Shouldn't we just leave business to get on with it rather than impose rules and red tape that will just get in the way?
Fair point. Too much regulation can be a bad thing. Many business leaders think the United States went too far in the wake of Enron with the Sarbanes-Oxley rules which they argue stifle business.

But done well corporate governance is a force for good. Arif Naqvi at private Dubai based equity firm Abraaj Capital reckons that applying   stringent corporate governance codes to regional firms can boost their value by between 20 and 30 percent.

Isn't the UAE getting more than enough investment as it is?
Yes, but remember these two points. We are in the middle of an oil price boom but history suggests that cannot last. If and when oil goes back down to $40 a barrel (and it's fallen almost 20 percent since July) there will be less money in the region and it will become far more discerning.

Also think about the kind of investment we are attracting. Virtually all of it is going into real estate. That is not bad as such but it is not going to create a dynamic, innovative and diversified economy.

What should we are doing?
Dr. Nasser Saidi head of the Hawkamah says the region should be investing in research and development. He single out nanotechnology as one possible are for growth much of nanotechnology research is based on hydrocarbons which could give the region a clear edge.

But he says the Middle East and North Africa attracts just three percent of global capital flows partly because of weak corporate governance. It also helps explain why Gulf investors still place most of their wealth overseas.
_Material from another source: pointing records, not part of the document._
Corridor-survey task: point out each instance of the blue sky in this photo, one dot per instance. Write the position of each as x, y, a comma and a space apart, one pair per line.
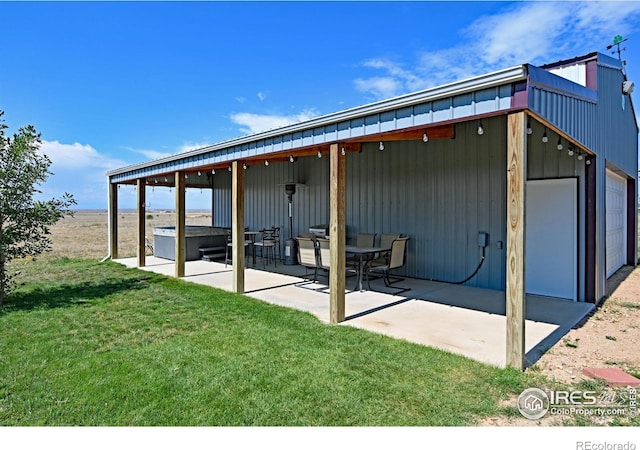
115, 83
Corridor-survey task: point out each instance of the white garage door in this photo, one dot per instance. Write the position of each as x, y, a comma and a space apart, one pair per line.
616, 222
552, 238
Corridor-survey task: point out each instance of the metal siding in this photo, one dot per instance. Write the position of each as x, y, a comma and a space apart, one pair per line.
618, 132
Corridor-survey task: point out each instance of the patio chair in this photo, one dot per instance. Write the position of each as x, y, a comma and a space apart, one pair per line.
324, 253
363, 240
386, 241
308, 256
397, 259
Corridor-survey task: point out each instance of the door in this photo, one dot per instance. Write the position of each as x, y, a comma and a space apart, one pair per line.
551, 260
616, 222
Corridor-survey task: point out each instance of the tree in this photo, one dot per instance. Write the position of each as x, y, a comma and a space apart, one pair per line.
24, 221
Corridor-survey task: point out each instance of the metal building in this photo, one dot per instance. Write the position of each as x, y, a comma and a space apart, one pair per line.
532, 170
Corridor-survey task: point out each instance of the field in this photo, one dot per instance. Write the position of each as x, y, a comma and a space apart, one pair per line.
85, 234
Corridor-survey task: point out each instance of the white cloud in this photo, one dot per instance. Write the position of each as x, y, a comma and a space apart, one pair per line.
188, 146
254, 123
527, 32
80, 170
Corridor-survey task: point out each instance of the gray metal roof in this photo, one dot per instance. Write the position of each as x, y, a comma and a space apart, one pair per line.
485, 94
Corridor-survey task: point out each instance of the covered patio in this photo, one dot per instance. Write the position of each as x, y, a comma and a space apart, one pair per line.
465, 320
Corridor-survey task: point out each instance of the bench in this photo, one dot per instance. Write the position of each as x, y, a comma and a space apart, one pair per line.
212, 253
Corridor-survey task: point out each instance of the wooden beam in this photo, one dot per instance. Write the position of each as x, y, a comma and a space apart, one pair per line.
337, 234
237, 229
141, 190
181, 240
113, 220
515, 288
438, 132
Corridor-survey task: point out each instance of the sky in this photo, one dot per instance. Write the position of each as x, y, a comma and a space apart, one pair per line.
108, 84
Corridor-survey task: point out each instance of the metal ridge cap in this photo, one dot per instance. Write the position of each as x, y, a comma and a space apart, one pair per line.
508, 75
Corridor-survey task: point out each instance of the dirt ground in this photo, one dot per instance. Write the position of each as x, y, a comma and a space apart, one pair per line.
609, 337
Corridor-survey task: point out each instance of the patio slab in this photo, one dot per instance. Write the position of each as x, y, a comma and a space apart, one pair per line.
460, 319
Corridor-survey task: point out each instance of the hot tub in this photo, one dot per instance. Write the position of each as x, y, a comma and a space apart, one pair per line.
196, 236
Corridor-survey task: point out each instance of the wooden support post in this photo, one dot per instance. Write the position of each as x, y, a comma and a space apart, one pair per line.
181, 240
237, 229
141, 189
113, 220
337, 234
515, 289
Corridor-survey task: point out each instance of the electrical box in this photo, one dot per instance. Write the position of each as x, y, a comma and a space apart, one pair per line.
483, 239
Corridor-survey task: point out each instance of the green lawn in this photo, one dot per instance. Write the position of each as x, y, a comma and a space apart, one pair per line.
85, 343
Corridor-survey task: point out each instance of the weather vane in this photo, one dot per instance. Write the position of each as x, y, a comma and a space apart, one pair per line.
616, 43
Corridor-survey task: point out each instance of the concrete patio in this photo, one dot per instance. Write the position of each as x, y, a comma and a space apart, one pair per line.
459, 319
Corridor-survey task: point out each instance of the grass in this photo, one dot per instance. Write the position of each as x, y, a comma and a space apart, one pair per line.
86, 343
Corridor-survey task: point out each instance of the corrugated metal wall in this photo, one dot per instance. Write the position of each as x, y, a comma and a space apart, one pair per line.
440, 194
545, 161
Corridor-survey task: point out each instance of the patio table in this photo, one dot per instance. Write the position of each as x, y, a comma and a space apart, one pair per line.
364, 254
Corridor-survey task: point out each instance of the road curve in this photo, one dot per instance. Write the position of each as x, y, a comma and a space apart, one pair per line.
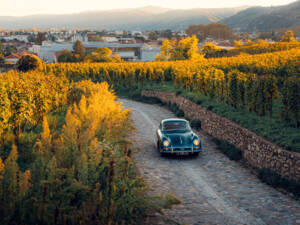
213, 189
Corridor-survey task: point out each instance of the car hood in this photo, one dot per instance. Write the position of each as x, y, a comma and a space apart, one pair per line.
176, 139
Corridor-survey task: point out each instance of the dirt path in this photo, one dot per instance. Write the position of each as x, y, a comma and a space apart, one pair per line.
214, 190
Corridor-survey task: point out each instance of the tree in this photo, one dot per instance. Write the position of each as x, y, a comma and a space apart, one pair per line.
290, 100
29, 62
288, 36
2, 59
40, 38
103, 55
186, 48
209, 48
78, 49
213, 30
10, 184
153, 35
65, 56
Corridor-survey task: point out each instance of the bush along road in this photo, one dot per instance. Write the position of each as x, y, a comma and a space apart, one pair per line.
212, 188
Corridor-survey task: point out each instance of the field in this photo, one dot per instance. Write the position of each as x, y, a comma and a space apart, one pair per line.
245, 88
64, 152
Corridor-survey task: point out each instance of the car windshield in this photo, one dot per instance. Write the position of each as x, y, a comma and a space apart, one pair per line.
175, 125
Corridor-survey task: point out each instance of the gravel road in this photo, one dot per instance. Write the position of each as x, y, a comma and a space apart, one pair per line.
213, 189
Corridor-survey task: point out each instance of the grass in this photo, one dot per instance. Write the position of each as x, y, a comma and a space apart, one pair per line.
275, 180
273, 129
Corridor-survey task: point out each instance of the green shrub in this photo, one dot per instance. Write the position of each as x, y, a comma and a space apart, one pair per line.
196, 124
277, 181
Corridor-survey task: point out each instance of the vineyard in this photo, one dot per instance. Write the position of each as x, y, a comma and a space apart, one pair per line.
63, 148
248, 81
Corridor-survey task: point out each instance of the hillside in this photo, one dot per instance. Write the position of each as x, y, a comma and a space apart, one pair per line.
265, 19
145, 18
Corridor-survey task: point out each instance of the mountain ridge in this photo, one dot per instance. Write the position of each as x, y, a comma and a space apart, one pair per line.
143, 18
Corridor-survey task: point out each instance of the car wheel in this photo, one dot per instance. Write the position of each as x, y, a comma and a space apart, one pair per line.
157, 145
195, 154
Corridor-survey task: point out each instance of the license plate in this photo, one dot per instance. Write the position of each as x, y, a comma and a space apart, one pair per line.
182, 153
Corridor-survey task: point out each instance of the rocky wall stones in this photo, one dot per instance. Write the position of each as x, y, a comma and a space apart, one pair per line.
256, 150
Dr. Saidi is no ivory tower economist he is a former Lebanese economy minister and central bank official who has worked extensively in the private sector. I believe him "corporate governance is a major factor in encouraging foreign and local investment," he insists. "We need to find out where the gaps are and take remedial action."

What happens next?
There is cause for optimism . The government back in the 1970's much of the oil surplus was badly invested.
 
Now commentator agree that Gulf government are being smart, investing in infrastructure and education.

Perhaps even more important the fact that Gulf investors are buying international firms will inevitably expose local organizations to international standards, raising the bar in the region.